大阪の介護現場に革新をもたらす実証実験
全国に介護サービスを展開する株式会社SOYOKAZEが、介護現場の課題解決に向けた新たな一歩を踏み出しました。
大阪の介護付きホーム「交欒 森ノ宮」で行われるこの実証実験は、入浴介助の負担軽減を目的としており、個浴入浴機器「ミラブル アシストバス」をしようした個浴環境での検証が始まっています。
介護現場が直面する課題とは?
介護業界における入浴介助は、職員にとって体力的に負担が大きく、一方で利用者にとっても転倒リスクを伴う危険な作業です。入浴時には、職員が利用者の体を支えながら洗身や洗髪を行い、浴槽への出入りをサポートする必要があるため、安全面に配慮した介助が求められています。さらに、介護業界は現在も人材不足が続いているため、効率化と安全性向上を同時に実現することが急務です。
大浴場での検証成果
2025年6月から開始された大浴場環境でのデータ収集と検証は、「町田成瀬ケアセンターそよ風」から始まり、様々な施設へ拡大されています。このプロジェクトからは以下のような効果が得られました。

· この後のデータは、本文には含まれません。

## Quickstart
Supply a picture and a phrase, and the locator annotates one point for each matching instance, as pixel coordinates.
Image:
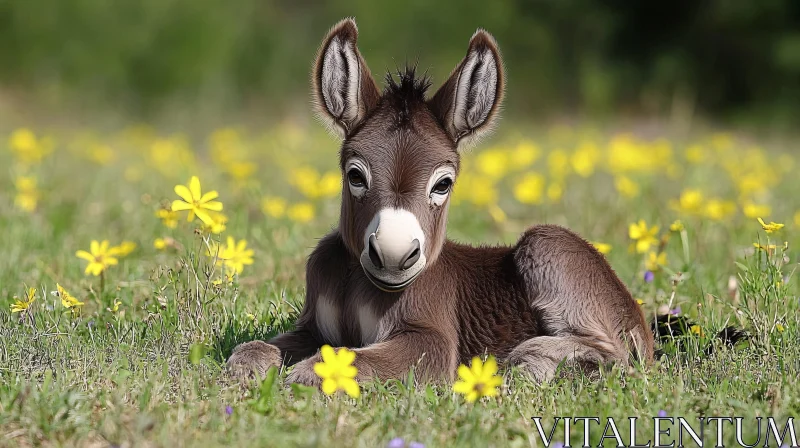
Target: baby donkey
(389, 284)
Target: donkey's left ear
(343, 89)
(468, 102)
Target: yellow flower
(273, 206)
(168, 217)
(123, 250)
(195, 202)
(529, 189)
(99, 259)
(769, 248)
(478, 380)
(22, 305)
(642, 236)
(302, 212)
(234, 256)
(163, 243)
(337, 371)
(67, 299)
(655, 261)
(603, 248)
(626, 187)
(752, 210)
(771, 227)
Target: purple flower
(397, 442)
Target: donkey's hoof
(252, 360)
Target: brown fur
(549, 299)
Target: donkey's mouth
(389, 287)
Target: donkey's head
(399, 157)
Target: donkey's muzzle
(394, 250)
(375, 253)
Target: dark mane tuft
(408, 91)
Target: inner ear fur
(344, 91)
(467, 104)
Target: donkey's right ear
(468, 102)
(344, 91)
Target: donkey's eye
(443, 186)
(355, 178)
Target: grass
(151, 373)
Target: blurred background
(726, 60)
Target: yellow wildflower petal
(346, 357)
(489, 392)
(465, 373)
(211, 195)
(462, 387)
(194, 188)
(184, 193)
(329, 386)
(178, 206)
(214, 206)
(348, 371)
(323, 370)
(490, 366)
(477, 367)
(204, 216)
(494, 381)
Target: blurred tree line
(720, 57)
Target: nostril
(375, 253)
(411, 258)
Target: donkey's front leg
(253, 359)
(433, 356)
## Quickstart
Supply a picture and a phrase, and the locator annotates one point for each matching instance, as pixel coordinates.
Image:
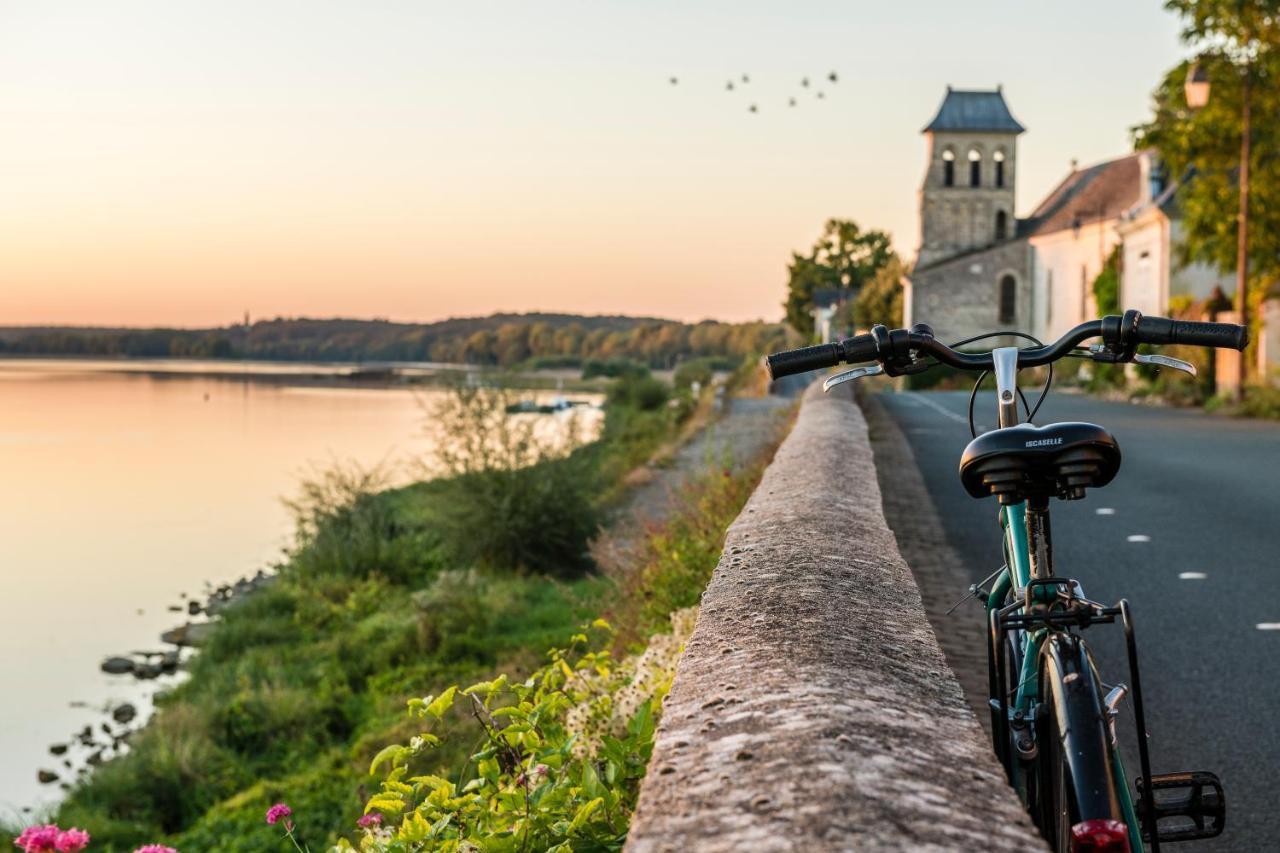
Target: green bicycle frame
(1010, 584)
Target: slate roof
(974, 112)
(1101, 191)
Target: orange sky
(181, 163)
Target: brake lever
(1166, 361)
(849, 375)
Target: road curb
(812, 708)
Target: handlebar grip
(1224, 336)
(823, 355)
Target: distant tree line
(501, 340)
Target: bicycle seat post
(1006, 384)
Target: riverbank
(298, 684)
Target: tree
(881, 299)
(845, 258)
(1239, 44)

- - 業務効率化:洗浄工程の簡略化が実施され、入浴業務の時間短縮や業務全体の見直しが可能になることが示唆されました。
- - QOL(生活の質)向上:身体にやさしい入浴法による温浴効果や、入浴体験の質的向上が見られ、多くの利用者が満足しています。
ただし、今後の課題も浮き彫りになっており、特に浴槽内の衛生管理や、現場職員および利用者への効果の理解を浸透させる必要があるとされています。
新たな展開:個浴型入浴機器の導入
大浴場での実証を受け、今度は個浴型入浴機器の実証実験が始まりました。これは、個々の利用者に対応した個別ケア環境の実証を目的としており、入浴介助にかかる職員の作業負担や、利用者の安全性と快適性を向上させるための重要なステップです。
検証項目
- - 職員の作業負担の変化
- - こすり洗いを必要としない新しい洗身工程の実証
- - お客さまの安全性や快適性の向上
- - 湯張り時間、水量、経済面での運用の検証
持続可能な介護モデルの構築を目指して
これらの実証を通じて、SOYOKAZEでは、介護現場での入浴支援における選択肢を広げようとしています。得られたデータや現場の声をもとに、実運用できるオペレーションの確立に向け、さらなる取り組みを進めます。「職員の負担軽減」と「利用者の快適な入浴環境」を両立させることで、より良い介護モデルの実現を目指しています。
株式会社サイエンスについて
このプロジェクトには、ファインバブル技術を活用した製品の開発で知られる株式会社サイエンスが協力しています。「ミラブル」シリーズのような革新的なアイテムは、医療・介護・工業用途など、幅広い分野での利用が期待されています。
終わりに
株式会社SOYOKAZEは、テクノロジーの力を借りて介護業界の課題を解決し、高齢者が自立した生活を送れるような社会の実現を目指しています。これからも、利用者や職員に優しい介護サービスの提供に努めていく所存です。